Game Freak ha deluso parecchio con gli ultimi capitoli gli appassionati di Pokémon, che criticano soprattutto un post-game assente e titoli incompleti. Un caso è rappresentato da Ultrasole e Ultraluna, che sembrano più la versione completa con poche aggiunte di Sole e Luna che dei giochi a sé. Chiedere una trama e contenuti più maturi potrebbe essere troppo visto che secondo Game Freak il target sono i bambini. Non è bastato analizzare i dati che hanno raccolto per capire che probabilmente il vero target sono i giovani adulti (https://www.everyeye.it/notizie/pokemon-sole-luna-hanno-attirato-molti-giocatori-eta-superiore-20-anni-283889.html). Ogni volta che ci penso mi torna in mente questo meme.

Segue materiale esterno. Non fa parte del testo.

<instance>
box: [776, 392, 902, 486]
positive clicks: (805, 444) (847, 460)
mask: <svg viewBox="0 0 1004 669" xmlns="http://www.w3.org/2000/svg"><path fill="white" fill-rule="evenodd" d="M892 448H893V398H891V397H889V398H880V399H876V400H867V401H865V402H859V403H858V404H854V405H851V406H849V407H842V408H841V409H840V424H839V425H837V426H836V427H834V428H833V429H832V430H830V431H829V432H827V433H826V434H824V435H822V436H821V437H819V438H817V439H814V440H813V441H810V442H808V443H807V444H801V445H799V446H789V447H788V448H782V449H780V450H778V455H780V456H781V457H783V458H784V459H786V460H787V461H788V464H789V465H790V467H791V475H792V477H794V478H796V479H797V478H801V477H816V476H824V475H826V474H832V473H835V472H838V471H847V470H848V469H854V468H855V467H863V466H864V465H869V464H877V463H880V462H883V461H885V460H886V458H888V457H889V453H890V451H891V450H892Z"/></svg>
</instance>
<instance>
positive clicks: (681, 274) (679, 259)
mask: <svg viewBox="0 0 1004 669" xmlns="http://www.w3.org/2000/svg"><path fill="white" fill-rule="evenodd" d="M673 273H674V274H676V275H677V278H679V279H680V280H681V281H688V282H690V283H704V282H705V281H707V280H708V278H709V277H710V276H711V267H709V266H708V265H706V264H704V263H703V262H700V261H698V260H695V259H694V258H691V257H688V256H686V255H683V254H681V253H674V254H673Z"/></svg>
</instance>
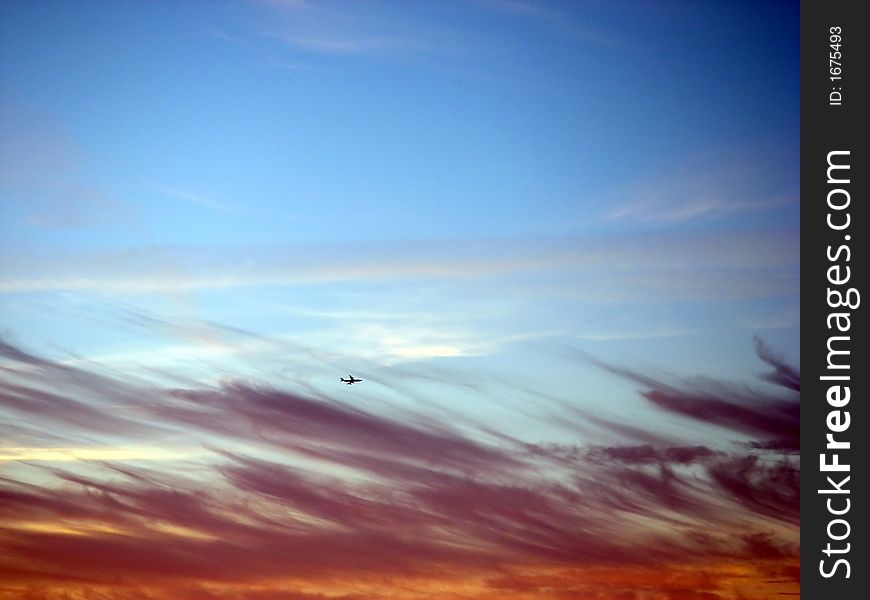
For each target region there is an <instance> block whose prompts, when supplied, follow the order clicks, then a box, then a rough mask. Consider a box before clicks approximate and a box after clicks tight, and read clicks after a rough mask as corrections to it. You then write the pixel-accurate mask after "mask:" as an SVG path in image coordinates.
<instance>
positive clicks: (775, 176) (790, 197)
mask: <svg viewBox="0 0 870 600" xmlns="http://www.w3.org/2000/svg"><path fill="white" fill-rule="evenodd" d="M767 152H769V153H770V154H772V155H774V156H775V155H776V150H775V149H773V150H771V149H763V150H761V149H750V150H746V155H744V156H740V157H738V158H722V159H720V160H719V161H717V162H716V163H714V164H713V165H710V164H707V163H705V162H704V161H703V160H690V161H687V163H686V164H680V165H678V166H676V167H675V168H673V169H672V170H671V171H669V172H668V173H667V174H666V175H664V176H659V177H657V178H652V179H650V180H646V181H641V182H638V183H636V184H634V185H632V186H630V187H628V188H626V189H624V190H623V191H621V192H619V193H618V194H616V195H615V196H614V197H613V198H611V199H610V200H609V204H611V205H613V206H612V208H610V209H608V210H607V211H606V212H605V214H604V219H605V220H610V221H625V222H634V223H638V224H646V225H664V226H668V225H679V224H682V223H687V222H692V221H713V220H717V219H724V218H727V217H733V216H738V215H747V214H752V213H758V214H761V213H766V212H771V211H775V210H777V209H782V208H786V207H794V206H796V205H797V204H798V202H799V195H798V190H797V187H796V186H795V185H794V184H791V185H788V184H786V185H784V186H780V187H777V188H771V187H770V181H780V180H785V181H788V179H787V177H788V175H787V174H788V173H789V172H790V170H791V171H793V172H794V173H796V170H795V169H796V166H794V165H788V164H787V163H785V162H784V161H782V160H774V159H773V158H771V156H770V155H768V154H766V153H767ZM794 181H796V179H794ZM783 188H785V189H789V188H792V191H791V192H790V193H789V192H783ZM768 189H770V190H771V191H766V190H768ZM774 190H775V191H774Z"/></svg>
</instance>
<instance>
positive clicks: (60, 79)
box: [0, 0, 799, 391]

Credo che mai prima d’ora i fan si siano accaniti contro Game Freak. La notizia dell’assenza del Pokédex nazionale è la goccia che fa traboccare il vaso. Nonostante Spada e Scudo possano essere dei giochi godibili e bellissimi, ciò che manca è qualcosa che si dà per scontato. È quello che chi mastica marketing chiamerebbe bisogno implicito. In ogni gioco principale esiste il Pokédex nazionale e la possibilità di acchiapparli tutti e ora che viene tolto questo bisogno il consumatore non può che opporsi. È come se un nuovo smartphone non avesse la fotocamera o la connessione internet. Dubito fortemente che un tale dispositivo potesse essere un successo commerciale. Come già detto prima poi tale scelta comporta il non aver a disposizione il proprio mostriciattolo preferito. E non dimentichiamoci di chi come Satoshi Tajiri, il creatore dei Pokémon, è un forte collezionista.

Ovviamente è ancora troppo presto per tirare le somme su un gioco che uscirà a novembre e magari si rivelerà essere il più bel gioco di Pokémon di sempre perché tante cose mostrate fino a ora sono estremamente positive. Detto questo, per favore Game Freak, #bringbacknationaldex!